It is expected that only those with strong nerves, such as "employees who don't work," will remain, and everyone else will quit.
Is this a mistranslation? How would keeping employees that don't work help this situation?
 

justiceiro

Marlboro: Other M
Is this a mistranslation? How would keeping employees that don't work help this situation?
These are the ones who will get fired actually, they want to minimize this number by just making most of them simply quit, saving Nintendo of paying severance in a country that has plenty of protection for those being fired.
 

ultrazilla

Gold Member
Mario Club is mostly debugging/QA testing. They’re in the credits for pretty much every first-party Nintendo game of the last 30 years.
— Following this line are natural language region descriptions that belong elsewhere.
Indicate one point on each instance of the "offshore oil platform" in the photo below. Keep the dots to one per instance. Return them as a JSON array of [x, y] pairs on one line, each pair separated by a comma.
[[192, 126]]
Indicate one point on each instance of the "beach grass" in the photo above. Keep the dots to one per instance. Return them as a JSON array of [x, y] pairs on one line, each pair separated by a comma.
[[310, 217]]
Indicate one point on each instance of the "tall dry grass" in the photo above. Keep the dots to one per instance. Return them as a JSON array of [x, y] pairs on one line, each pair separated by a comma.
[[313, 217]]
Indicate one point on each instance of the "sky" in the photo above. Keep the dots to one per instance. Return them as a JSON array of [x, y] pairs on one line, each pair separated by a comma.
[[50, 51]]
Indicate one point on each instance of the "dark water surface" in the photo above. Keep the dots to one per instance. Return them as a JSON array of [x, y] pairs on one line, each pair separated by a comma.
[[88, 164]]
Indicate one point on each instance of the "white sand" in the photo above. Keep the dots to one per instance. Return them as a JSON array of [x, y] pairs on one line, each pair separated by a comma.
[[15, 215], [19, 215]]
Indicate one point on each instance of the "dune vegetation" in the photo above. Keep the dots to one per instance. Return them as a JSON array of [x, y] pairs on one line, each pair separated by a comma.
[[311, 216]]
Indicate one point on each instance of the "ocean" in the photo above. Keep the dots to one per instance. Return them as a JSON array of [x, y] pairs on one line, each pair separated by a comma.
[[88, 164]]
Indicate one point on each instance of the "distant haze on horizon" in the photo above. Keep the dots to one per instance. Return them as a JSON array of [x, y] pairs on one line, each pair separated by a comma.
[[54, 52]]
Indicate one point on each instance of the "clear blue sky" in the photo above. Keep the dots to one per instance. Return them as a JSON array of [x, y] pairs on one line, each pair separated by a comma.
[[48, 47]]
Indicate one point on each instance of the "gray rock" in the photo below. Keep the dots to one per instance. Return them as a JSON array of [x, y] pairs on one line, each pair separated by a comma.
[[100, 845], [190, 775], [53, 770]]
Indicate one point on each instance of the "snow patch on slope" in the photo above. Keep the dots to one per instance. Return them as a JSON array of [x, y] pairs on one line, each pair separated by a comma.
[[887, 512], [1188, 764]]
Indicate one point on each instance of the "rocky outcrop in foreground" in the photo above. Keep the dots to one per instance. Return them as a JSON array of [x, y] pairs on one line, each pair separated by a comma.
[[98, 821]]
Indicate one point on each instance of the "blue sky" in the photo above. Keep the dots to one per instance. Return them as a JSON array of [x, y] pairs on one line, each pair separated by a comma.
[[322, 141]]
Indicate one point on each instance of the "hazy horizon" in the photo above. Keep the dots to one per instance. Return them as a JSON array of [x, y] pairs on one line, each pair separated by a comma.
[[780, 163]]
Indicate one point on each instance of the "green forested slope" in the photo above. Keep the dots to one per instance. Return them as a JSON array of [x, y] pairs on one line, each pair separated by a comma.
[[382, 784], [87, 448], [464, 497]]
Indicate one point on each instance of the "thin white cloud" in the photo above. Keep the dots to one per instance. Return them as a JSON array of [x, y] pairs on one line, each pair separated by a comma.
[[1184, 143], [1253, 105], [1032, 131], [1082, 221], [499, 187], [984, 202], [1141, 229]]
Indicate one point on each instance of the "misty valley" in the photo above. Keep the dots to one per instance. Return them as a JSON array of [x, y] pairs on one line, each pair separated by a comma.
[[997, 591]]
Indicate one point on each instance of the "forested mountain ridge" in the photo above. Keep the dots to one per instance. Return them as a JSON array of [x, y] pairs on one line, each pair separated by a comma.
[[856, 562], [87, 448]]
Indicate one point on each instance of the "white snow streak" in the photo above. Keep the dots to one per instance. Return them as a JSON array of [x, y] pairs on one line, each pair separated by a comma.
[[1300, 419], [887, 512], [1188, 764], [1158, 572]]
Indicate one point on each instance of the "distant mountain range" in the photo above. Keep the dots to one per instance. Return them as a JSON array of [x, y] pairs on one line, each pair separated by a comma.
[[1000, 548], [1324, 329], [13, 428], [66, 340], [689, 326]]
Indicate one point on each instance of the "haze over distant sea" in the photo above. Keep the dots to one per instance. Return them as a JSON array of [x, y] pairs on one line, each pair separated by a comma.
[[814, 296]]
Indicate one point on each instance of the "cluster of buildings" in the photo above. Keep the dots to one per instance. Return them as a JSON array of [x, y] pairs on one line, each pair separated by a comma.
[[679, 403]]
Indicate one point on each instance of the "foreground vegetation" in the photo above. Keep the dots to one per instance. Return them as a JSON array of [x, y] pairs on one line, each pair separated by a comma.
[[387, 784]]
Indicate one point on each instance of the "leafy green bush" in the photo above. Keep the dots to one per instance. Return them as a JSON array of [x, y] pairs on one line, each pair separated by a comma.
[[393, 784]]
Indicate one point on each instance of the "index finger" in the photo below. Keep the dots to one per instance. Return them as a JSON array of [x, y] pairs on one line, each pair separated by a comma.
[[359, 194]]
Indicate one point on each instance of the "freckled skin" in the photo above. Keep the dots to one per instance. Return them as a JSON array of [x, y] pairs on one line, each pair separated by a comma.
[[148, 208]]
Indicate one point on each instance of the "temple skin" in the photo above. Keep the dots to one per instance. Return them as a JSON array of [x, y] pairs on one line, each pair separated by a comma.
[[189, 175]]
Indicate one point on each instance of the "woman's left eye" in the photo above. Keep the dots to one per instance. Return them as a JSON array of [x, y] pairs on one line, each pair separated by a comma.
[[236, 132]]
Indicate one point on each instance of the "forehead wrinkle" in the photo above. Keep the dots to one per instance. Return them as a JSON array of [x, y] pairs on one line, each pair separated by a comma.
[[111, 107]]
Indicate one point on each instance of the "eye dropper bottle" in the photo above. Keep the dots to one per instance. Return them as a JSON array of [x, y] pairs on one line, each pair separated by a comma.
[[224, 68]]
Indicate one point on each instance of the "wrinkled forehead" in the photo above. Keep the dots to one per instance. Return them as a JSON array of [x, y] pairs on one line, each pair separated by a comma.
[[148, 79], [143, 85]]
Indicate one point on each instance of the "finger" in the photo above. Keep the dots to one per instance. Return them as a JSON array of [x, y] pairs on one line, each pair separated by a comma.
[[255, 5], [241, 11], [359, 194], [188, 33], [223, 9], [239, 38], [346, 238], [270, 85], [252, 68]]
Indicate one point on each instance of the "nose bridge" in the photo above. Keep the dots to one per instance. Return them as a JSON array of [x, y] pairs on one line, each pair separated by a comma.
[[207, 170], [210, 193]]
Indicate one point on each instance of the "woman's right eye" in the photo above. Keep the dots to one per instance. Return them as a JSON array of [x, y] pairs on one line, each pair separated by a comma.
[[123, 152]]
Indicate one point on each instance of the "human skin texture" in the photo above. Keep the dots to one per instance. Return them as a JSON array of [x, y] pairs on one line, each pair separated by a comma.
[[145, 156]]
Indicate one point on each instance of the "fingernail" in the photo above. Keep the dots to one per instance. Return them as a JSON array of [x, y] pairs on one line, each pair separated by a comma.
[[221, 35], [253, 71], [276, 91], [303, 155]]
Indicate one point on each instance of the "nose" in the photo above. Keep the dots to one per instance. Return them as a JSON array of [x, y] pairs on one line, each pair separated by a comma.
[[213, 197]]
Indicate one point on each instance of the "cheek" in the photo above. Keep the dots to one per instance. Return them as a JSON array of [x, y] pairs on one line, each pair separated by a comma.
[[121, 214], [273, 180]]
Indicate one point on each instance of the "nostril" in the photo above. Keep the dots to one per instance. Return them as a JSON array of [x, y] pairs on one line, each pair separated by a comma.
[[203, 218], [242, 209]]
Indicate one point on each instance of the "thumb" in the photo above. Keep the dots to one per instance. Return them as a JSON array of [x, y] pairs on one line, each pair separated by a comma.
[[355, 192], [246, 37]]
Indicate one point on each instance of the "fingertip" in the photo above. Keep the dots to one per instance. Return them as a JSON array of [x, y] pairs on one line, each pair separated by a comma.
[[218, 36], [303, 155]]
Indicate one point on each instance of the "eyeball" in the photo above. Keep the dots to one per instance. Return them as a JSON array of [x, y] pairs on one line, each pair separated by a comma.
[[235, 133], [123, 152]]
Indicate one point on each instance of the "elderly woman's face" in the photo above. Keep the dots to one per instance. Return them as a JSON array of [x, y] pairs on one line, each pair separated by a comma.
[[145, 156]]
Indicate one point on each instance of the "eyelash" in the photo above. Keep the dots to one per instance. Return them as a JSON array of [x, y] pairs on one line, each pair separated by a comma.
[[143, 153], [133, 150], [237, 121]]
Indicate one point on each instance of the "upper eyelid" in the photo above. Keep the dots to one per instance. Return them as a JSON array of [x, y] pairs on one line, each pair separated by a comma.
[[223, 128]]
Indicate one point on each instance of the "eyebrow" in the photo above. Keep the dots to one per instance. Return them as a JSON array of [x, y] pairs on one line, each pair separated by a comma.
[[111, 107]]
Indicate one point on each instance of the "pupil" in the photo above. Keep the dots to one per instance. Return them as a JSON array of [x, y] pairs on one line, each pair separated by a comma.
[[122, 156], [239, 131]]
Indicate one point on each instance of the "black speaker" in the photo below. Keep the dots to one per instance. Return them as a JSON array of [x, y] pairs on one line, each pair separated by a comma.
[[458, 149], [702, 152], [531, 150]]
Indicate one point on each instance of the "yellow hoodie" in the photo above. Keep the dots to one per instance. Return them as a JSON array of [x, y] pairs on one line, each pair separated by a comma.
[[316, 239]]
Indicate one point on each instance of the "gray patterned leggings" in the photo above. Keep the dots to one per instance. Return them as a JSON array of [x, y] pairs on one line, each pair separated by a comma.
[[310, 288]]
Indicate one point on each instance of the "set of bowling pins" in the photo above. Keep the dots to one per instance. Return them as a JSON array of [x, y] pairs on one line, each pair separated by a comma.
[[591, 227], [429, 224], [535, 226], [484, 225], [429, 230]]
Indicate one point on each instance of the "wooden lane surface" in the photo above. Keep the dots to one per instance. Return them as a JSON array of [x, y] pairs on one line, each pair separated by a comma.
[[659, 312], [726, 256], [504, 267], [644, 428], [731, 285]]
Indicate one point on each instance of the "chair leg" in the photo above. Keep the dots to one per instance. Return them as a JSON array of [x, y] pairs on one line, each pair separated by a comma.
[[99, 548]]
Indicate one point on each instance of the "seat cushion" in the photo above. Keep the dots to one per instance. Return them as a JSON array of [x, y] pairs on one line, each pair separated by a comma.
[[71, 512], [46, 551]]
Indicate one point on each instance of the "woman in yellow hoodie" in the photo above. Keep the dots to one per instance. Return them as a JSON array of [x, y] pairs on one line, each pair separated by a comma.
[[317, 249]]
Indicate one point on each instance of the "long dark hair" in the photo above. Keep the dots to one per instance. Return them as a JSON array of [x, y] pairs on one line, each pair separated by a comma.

And probably the #1 reason Nintendo games ship rock solid without needing massive patches. I mean look at TLOZ:TOTK. It's incredible how that game shipped with all the different tech/physics going on in the game and we didn't need massive, multiple patches so it could run well. I true testament to Nintendo's quality.
 
And probably the #1 reason Nintendo games ship rock solid without needing massive patches. I mean look at TLOZ:TOTK. It's incredible how that game shipped with all the different tech/physics going on in the game and we didn't need massive, multiple patches so it could run well. I true testament to Nintendo's quality.
Yeah they finished the game in 2022 and just spent a whole year polishing and squashing bugs. Must be nice to have that luxury!
 

Astray

Member
What's new about this to me is that Nintendo has taken to laying off Japanese staff for the 1st time.

Usually it's a European subsidiary that takes that heat.

Also not surprising to see the punishment room stuff make a return. It's a classic of Japanese management at this point.